Um anjo do edifício Paraíso




Célia Regina Ignatios de Andrade*

Era linda como um anjo. Espalhava perfume e pureza por onde passava. Seu sorriso era contagiante, sua alegria disfarçava certo mistério no olhar. Não tinha amigos, embora todos do prédio a conhecessem.

Não recebia correspondências, exceto boletos de cobranças. Ninguém sabia por certo o que ela fazia. Saia sempre pela manhã e voltava altas horas da noite. Para onde ia... ninguém sabia.

Certa vez, desapareceu por um longo tempo. Os moradores do edifício perguntavam por ela. Nem o zelador tinha informações. Havia sumido já algum tempo. Numa tarde chuvosa, trajando um sobretudo cheirando a guardado, um boné com marcas do tempo, adentrou pelo prédio um rapaz com certo ar misterioso.

“Vim buscar os boletos da Cristal”, disse ao porteiro.
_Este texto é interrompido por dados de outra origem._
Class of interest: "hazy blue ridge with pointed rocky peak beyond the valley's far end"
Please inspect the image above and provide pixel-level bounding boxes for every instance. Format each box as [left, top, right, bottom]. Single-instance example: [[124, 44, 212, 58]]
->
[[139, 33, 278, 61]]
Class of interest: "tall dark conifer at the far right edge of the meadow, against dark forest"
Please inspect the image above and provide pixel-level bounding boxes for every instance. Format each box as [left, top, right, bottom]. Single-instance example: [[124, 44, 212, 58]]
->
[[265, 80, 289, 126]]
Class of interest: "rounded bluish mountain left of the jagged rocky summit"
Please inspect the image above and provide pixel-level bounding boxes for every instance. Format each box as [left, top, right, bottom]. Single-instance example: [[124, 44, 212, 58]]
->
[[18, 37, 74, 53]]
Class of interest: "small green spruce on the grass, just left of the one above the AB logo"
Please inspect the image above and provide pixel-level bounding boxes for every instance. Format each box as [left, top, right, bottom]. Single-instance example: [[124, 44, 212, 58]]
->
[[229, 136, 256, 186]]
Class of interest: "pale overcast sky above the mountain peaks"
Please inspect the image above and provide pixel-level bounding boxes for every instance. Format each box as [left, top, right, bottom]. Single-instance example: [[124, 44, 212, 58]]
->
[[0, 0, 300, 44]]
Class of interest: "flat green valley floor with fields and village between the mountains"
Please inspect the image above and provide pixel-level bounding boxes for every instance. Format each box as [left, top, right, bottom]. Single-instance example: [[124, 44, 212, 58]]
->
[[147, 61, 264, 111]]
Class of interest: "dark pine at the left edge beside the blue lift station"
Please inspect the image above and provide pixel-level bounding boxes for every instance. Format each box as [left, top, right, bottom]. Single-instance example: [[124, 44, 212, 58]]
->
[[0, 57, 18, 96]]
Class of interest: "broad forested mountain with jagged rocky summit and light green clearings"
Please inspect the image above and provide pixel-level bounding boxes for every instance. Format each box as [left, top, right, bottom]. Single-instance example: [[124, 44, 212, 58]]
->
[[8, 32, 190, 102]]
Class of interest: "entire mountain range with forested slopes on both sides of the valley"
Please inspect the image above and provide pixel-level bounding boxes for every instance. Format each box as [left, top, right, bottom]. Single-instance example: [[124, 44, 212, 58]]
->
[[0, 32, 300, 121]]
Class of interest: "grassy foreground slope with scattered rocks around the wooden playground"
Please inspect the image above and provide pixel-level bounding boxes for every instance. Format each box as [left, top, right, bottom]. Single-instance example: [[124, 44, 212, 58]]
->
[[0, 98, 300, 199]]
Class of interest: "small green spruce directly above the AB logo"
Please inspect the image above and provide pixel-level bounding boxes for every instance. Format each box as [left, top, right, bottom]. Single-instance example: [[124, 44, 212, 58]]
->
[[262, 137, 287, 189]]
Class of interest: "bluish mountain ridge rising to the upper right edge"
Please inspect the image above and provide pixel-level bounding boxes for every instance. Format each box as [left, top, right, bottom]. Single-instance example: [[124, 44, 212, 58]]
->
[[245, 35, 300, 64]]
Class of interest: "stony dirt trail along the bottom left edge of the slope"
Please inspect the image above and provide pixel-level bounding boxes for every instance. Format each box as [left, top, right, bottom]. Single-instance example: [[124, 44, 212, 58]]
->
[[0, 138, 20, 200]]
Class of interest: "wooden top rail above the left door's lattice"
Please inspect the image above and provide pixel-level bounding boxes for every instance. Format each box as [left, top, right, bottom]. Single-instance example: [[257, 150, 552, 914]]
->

O homem, intrigado, pergunta ao rapaz qual o grau de parentesco que havia entre eles. O rapaz, sem sorrir, apenas respondeu: “Somos amigos de infância”.

Ainda mais curioso, o porteiro tentou continuar a conversa sem sucesso. Gentilmente, o rapaz apenas olha para o tal curioso, pega os envelopes e sai sem despedida.
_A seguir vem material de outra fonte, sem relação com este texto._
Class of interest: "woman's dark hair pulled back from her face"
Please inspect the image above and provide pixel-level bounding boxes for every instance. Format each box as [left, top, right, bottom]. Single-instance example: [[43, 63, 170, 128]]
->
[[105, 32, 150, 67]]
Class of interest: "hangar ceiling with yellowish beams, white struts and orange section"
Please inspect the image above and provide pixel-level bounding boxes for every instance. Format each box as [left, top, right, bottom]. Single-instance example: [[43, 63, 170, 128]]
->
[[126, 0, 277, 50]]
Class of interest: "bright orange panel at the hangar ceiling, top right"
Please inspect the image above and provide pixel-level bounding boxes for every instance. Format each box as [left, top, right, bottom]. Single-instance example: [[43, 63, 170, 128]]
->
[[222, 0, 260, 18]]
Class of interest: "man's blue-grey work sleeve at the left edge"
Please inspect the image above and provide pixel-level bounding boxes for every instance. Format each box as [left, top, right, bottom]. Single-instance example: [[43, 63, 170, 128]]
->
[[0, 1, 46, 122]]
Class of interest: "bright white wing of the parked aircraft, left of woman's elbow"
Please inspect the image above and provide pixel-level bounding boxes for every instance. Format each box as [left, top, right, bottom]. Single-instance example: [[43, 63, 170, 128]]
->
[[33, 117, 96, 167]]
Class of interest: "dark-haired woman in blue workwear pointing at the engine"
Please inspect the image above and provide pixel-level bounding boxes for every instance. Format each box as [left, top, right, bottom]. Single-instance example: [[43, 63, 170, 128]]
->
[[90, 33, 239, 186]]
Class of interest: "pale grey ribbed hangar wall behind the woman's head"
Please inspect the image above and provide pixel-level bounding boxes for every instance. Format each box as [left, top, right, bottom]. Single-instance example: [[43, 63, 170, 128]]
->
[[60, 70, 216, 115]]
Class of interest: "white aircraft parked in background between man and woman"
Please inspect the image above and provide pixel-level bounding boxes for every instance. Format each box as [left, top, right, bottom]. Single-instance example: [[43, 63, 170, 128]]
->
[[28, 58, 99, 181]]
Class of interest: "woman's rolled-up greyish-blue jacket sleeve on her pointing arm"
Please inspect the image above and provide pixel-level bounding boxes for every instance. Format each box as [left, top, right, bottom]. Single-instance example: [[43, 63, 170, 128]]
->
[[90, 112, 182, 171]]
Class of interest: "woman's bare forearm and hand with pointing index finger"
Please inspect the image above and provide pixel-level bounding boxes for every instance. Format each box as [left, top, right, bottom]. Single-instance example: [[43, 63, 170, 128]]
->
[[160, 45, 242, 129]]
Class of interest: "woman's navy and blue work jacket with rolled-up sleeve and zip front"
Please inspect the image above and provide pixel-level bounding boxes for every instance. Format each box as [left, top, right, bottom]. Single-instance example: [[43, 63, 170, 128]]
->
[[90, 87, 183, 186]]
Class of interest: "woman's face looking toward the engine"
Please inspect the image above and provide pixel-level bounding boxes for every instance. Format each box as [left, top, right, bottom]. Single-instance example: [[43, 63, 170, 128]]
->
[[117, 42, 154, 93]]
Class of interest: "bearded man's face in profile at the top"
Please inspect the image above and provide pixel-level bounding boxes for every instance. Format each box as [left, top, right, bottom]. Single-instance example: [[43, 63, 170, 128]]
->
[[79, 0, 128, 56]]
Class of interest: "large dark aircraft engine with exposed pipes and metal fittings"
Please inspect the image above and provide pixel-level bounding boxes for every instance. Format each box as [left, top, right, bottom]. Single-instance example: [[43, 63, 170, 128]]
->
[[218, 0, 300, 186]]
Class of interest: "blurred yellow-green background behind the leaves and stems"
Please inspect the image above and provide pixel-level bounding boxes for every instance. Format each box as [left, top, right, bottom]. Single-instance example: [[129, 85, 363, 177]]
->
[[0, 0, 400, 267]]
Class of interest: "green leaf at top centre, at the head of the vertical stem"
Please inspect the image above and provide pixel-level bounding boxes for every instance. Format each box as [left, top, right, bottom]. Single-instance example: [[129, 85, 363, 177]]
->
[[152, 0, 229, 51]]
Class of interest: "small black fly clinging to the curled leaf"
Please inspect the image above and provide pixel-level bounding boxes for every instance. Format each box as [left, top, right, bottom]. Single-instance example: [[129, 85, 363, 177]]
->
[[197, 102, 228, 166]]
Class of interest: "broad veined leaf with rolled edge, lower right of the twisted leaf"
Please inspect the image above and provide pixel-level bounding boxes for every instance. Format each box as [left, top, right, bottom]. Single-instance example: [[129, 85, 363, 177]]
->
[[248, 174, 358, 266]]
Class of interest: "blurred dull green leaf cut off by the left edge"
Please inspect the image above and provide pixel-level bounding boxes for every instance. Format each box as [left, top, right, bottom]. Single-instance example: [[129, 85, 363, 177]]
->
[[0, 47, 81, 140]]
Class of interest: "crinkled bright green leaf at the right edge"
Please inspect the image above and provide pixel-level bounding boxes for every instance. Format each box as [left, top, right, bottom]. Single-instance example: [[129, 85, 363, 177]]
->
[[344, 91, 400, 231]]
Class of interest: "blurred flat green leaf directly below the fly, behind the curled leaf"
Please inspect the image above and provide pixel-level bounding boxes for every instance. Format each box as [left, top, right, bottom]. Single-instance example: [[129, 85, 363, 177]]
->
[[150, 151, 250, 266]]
Intrigado com a história, o porteiro não tardou a espalhar o fato a todos os moradores que por ali passaram. No final do expediente, como de costume, o porteiro costumava tomar uma cerveja na padaria da esquina. Qual sua surpresa ao enxergar numa mesa bem num canto o garoto sentado, perdido em seus pensamentos.

Ele se aproximou, puxou uma cadeira e se sentou com o amigo da moradora também misteriosa do edifício Paraíso.

“Quer uma cerveja?”, pergunta para puxar conversa.

Agora o rapaz parecia um pouco mais amigável. Deu um leve sorriso e respondeu que já havia tomado seu lanche.

O homem, não querendo perder a única oportunidade de questionar o tal rapaz, foi logo no assunto da amiga que havia desaparecido. O rapaz pouco falou. Falou pouco. Parecia querer esconder seu rosto.

Por trás do casaco preto, do boné desbotado, do rosto tímido, estava um ser tão delicado que por ora parecia lembrar Cristal. Parente? De onde vinham duas pessoas tão misteriosas, tão semelhantes, tão angelicais?

Por algum tempo, o rapaz foi visto rondando as proximidades do edifício. Um dia sumiu também.

Dias depois, Cristal voltou. Alegre e sorridente, parecendo um anjo.

“Seu amigo lhe procurou”, disse o porteiro, desconfiado.

Cristal nada respondeu. Virou as costas e sumiu pelo corredor escuro do prédio que, de Paraíso, só tinha o nome. O boato correu que Cristal havia voltado. O rapaz não fora mais visto.

Esse fato se repetiu outras vezes. Quando Cristal sumia, o garoto aparecia. Depois de algum tempo, Cristal fez as malas, entregou suas chaves ao porteiro e disse que iria embora. Ainda continuaram a ver o amigo dela por algumas vezes pelos cantos das esquinas.

Quem era aquela garota sorridente? Quem seria o rapaz sempre ausente?

Depois de muitas especulações, o fato esclarecido. Aquela bonita menina também era o garoto da esquina.

* Texto que nasceu do curso "Como escrever crônicas", ministrado no Gabinete de Leitura, em Itanhaém/SP.